Особенно часто наброски Пушкина легко объясняются желанием великого поэта усвоить манеру чужого произведения. Таково переложение в стихи поозаического перевода Батюшкова из «Орландо» Ариосто. Таково, может быть, происхождение песенки «Из Гонзаго». По своему складу эта песенка – типичная «частушка», что подтверждается ее отдельными выражениями («роза процвела» и т. под.). Применить склад частушки к португальской песне – задача, которая могла увлечь художника. Подобно этому в «Анджело» надо видеть попытку преломить Италию сквозь призму английских взглядов, т. е. повторить в этом отношении Шекспира.
Этот взгляд объясняет, между прочим, несколько произведений Пушкина, до последнего времени остававшихся вагадочными. В конце жизни Пушкина занимала мысль – сопоставить в большом художественном создании идеи язычества и христианства. К этой мысли он подходил в «Галубе» и в «Египетских ночах». Но чтобы полнее усвоить себе оба миросозерцания, языческое (античное) и христианское, он писал ряд подготовительных этюдов.
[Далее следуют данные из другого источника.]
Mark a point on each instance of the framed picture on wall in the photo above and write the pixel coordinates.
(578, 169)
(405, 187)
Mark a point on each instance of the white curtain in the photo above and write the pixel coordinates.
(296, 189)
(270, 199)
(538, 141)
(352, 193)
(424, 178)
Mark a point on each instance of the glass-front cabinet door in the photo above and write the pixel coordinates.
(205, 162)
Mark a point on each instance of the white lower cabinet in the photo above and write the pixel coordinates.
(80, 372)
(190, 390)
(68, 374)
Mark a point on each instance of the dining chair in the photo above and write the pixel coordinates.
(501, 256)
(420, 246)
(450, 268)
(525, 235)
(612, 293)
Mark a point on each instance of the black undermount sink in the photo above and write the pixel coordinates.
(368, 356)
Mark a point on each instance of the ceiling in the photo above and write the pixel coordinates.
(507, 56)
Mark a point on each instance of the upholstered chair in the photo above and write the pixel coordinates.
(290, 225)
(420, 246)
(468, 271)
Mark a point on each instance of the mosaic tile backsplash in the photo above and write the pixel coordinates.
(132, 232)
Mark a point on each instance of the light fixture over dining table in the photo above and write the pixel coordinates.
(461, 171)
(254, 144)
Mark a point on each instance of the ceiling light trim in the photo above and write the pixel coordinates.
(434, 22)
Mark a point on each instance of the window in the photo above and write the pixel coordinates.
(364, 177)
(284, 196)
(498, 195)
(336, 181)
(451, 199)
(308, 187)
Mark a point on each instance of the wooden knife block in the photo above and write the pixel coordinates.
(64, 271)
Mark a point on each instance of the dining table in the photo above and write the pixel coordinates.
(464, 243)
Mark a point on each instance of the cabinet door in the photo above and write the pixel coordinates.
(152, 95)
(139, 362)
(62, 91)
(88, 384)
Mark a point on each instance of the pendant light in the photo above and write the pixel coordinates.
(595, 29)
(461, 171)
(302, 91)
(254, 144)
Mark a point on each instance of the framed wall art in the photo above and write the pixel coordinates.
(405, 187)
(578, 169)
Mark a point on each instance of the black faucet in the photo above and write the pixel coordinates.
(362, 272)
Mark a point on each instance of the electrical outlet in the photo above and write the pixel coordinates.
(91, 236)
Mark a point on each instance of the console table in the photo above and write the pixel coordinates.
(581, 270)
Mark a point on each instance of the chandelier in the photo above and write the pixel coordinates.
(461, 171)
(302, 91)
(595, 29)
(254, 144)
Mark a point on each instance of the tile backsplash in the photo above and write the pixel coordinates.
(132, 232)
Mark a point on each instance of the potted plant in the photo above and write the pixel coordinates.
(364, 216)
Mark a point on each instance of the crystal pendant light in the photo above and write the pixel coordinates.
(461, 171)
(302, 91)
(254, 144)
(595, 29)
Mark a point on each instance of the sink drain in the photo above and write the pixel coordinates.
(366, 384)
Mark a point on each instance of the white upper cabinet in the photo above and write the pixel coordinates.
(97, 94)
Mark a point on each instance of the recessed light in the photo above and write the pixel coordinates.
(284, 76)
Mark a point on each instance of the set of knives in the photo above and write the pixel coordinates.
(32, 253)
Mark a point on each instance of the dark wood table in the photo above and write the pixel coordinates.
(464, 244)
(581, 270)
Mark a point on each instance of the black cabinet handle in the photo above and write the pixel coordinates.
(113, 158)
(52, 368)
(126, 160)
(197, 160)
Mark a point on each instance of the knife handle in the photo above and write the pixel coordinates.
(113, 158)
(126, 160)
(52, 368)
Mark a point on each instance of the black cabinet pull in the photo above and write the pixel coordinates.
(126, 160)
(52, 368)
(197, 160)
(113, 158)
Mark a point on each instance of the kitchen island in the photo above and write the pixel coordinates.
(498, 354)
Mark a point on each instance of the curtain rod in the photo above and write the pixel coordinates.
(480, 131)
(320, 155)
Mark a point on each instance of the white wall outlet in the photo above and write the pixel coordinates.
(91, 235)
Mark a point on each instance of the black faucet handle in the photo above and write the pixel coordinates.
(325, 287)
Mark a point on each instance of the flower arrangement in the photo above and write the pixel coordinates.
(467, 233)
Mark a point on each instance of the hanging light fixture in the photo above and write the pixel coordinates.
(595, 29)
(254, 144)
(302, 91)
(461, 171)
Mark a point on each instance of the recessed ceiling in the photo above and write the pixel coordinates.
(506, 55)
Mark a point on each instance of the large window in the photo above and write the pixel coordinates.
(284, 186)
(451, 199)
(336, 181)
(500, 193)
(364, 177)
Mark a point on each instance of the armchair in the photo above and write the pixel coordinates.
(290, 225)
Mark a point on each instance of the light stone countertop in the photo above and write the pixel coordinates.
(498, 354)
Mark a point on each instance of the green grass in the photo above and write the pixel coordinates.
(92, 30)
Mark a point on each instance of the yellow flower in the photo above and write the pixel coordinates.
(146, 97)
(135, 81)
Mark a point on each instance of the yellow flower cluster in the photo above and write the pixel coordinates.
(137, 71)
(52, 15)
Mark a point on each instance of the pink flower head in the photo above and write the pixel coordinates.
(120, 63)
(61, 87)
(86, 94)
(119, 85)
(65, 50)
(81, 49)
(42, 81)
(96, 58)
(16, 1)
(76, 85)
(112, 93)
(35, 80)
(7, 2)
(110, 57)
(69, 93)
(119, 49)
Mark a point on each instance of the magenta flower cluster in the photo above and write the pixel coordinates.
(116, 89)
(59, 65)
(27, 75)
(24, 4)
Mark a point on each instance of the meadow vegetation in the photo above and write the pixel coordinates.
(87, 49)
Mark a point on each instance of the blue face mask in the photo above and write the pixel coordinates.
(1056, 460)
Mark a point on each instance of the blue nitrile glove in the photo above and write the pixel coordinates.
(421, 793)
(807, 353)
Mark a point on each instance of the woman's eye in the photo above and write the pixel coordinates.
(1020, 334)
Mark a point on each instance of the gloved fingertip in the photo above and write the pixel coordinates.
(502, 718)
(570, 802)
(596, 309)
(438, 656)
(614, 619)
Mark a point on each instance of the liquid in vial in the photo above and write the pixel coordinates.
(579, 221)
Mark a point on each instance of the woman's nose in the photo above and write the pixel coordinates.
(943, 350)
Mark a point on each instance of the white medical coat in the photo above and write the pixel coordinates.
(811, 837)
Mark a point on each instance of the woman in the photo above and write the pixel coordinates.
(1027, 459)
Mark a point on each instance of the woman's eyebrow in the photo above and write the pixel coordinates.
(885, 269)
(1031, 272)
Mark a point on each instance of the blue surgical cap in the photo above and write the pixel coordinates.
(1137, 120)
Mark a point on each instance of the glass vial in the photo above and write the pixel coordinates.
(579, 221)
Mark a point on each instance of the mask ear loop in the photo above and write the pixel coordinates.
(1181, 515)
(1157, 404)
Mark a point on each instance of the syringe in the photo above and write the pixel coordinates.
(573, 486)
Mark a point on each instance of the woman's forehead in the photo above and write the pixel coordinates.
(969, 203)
Античные этюды – общеизвестны и всегда признавались за таковые. По смерти Пушкина оказался в одном конверте ряд переводов из древних: из Афенея, Анакреона, Ксенофана, Иона и др. Сюда же надо отнести подражания Катуллу, Горацию и прозаический отрывок, подражание Тациту «Цезарь путешествовал…».
Иначе отнеслись исследователи к другому ряду этюдов, тех, в которых Пушкин «зарисовывал» разные черты христианского миросозерцания. Таков перевод из Буньяна «Странник», такова ода «Из VI Пиндемонте», затем «Подражание итальянскому» («Как с древа сорвался…»), «Молитва» («Отцы пустынники»). В этих стихах хотели видеть проявление религиозности Пушкина, который будто бы в конце жизни стал «глубоко верующим», мало того – «православно верующим». Между тем эти стихи не более говорят о христианстве Пушкина, чем переводы из Анакреона об его язычестве.